Brighton Festival and Fringe season is upon us once again, though I've only had a chance to go to a few things so far: a production of Anthony and Cleopatra at the Rialto (felt like a bit of a student production), a jazz thing called Played Twice where Kind Of Blue was played as an album and then by a band (cool, but started a bit late and the pianist looked like Jordan Peterson), and Olga Koch's Fight (very funny, give it a look if you're in Edinburgh for the festival). One of my favourite things about the Festival/Fringe, beyond all the actual content, is The Warren.

Usually a muddy patch of grass in front of St Peter's Church, for a month in summer it transforms into a enclosure containing a series of performance venues ringing a large number of food and drink stalls. It might not sound like much, but it serves as a locus, a point around which other things and people gather. It changes the feel of the city somehow, makes it feel like it has a beating heart for a short time, a true, vital centre.
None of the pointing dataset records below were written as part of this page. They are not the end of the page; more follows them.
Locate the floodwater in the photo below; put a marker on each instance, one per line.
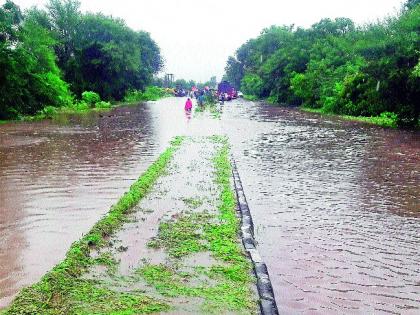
(335, 204)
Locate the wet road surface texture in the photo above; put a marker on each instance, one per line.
(335, 204)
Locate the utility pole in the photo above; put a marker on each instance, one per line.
(169, 79)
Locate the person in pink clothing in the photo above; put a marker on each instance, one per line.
(188, 105)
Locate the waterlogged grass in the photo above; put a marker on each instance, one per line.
(250, 97)
(193, 202)
(64, 291)
(388, 120)
(229, 281)
(182, 236)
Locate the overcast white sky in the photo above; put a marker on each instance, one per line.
(196, 37)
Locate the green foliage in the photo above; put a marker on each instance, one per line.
(336, 66)
(251, 84)
(151, 93)
(90, 98)
(64, 288)
(45, 54)
(30, 78)
(103, 105)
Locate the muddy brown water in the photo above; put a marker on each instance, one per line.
(335, 204)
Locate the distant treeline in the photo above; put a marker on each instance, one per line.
(336, 66)
(50, 57)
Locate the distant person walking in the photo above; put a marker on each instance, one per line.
(200, 99)
(188, 105)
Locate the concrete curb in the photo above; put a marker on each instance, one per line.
(268, 304)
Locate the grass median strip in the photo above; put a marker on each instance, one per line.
(225, 284)
(64, 291)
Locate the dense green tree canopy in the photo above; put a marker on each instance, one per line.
(49, 57)
(337, 66)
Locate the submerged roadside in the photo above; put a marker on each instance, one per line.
(170, 244)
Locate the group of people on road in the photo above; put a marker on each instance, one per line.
(200, 96)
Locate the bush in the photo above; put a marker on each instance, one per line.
(80, 106)
(252, 84)
(91, 98)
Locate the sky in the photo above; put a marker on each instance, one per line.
(196, 37)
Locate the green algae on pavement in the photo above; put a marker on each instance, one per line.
(64, 291)
(226, 284)
(90, 279)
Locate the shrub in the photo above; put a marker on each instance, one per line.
(252, 84)
(90, 98)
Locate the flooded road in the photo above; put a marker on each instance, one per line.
(335, 204)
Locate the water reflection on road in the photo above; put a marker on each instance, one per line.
(336, 209)
(335, 204)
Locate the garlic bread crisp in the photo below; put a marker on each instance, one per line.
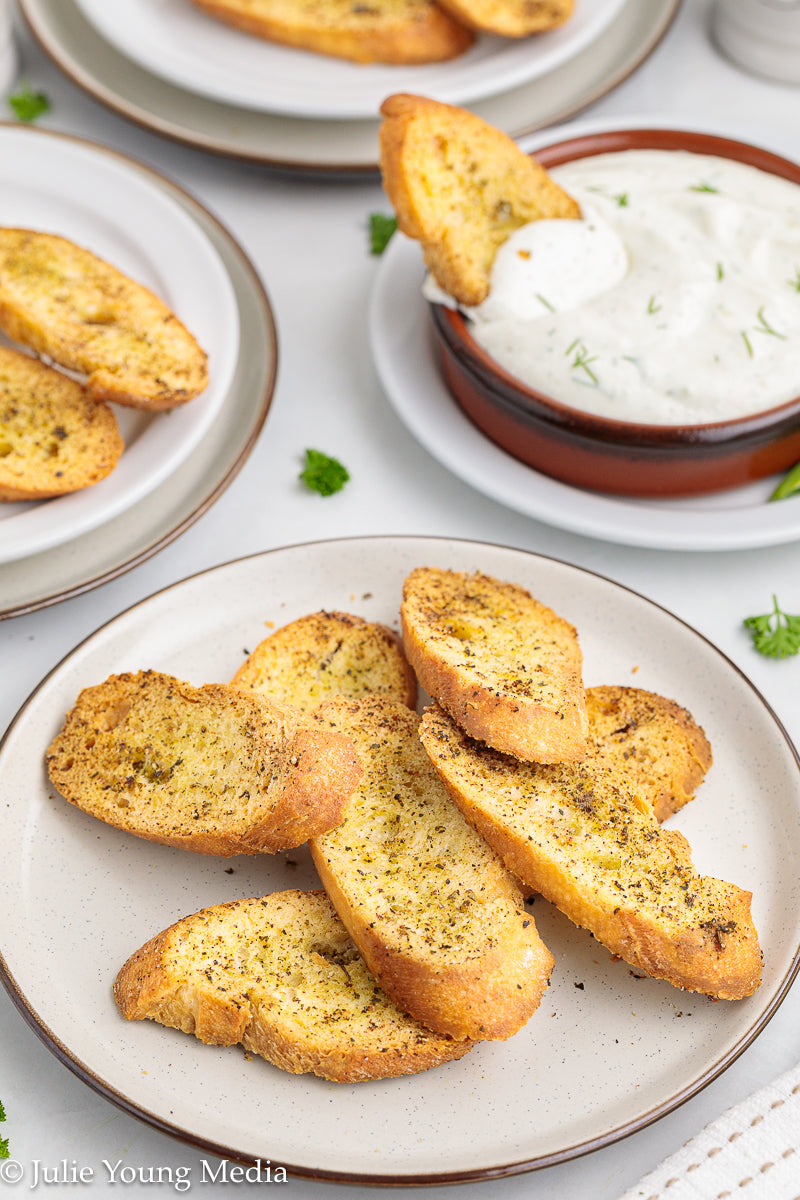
(68, 305)
(654, 743)
(584, 840)
(329, 654)
(281, 976)
(54, 438)
(505, 666)
(400, 31)
(461, 187)
(437, 917)
(510, 18)
(211, 769)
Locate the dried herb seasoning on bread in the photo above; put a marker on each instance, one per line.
(501, 664)
(510, 18)
(433, 911)
(461, 187)
(394, 31)
(584, 840)
(212, 769)
(651, 742)
(328, 654)
(281, 976)
(54, 438)
(65, 303)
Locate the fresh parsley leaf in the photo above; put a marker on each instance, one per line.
(788, 485)
(775, 634)
(380, 232)
(28, 105)
(324, 474)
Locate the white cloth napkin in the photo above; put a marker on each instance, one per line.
(751, 1152)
When I was younger, the London to Brighton Bike Ride went through the village where I lived. Usually bisected by a main road, for a morning and an afternoon every Father's Day rather than cars the road was full of bicycles and people. It opened up mobility (obviously people cross the road all the time, but it always surprised me how different it was, how much more ownership of the space you felt, when you just had to manoeuvre around some slow-moving bikes). Not only that, it brought everyone out of their homes, ginned up a real sense of community. The Warren is similar—it creates a semi-open public space where lots of people congregate (even late into the night) in the middle of town. It creates a sense of community, albeit far more fragmentary and diffuse. It turns some trees and large puddles into a place where people come and go and things happen.

I was sad to read that The Warren will be moving away from St Peter's from next year. Hopefully it'll find a new home that allows it continue to function as the city's temporary vital centre.